The piece functions as a shrine to female vocalists, but it
is much less affected than some of his later work.
The pieces
that reflect Robleto’s interest in music are the most compelling
in the exhibition. Your Moonlight Is in Danger Of Shining
for No One is a glass drumstick displayed in a custom-made
oak box lined with velvet. The drumstick is ground from trinitite,
a glass formed by the first atomic test explosion. Inside
the lid of the box is an engraved plaque dedicated to Keith
Moon. Sometimes Billie Is All That Holds Me Together
is a shirt with buttons made from melted-down Billie Holiday
records.
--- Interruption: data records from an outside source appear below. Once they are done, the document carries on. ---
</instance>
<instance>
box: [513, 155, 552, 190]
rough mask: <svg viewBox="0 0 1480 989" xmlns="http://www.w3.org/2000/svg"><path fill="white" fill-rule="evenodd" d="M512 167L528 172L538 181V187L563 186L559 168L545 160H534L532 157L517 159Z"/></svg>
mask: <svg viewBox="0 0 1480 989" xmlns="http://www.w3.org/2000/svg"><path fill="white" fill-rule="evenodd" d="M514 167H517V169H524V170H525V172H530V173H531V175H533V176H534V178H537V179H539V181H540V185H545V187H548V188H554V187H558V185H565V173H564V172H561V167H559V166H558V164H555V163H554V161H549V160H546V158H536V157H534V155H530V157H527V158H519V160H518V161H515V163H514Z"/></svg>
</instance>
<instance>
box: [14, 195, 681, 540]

I’ve Kissed Your Mother Twice and Now I’m Working
on Your Dad is a lipstick holder made from melted-down
records by David Bowie, the New York Dolls, and the Sex Pistols.
These pieces feel less contrived than others in the show.
They are nostalgic and saccharine without being heavy-handed.
Ultimately, Robleto’s work confirms for me that there are
times when the message does indeed outweigh the sacrifice
of the materials. But there are also times when it is best
to let the original materials speak for themselves.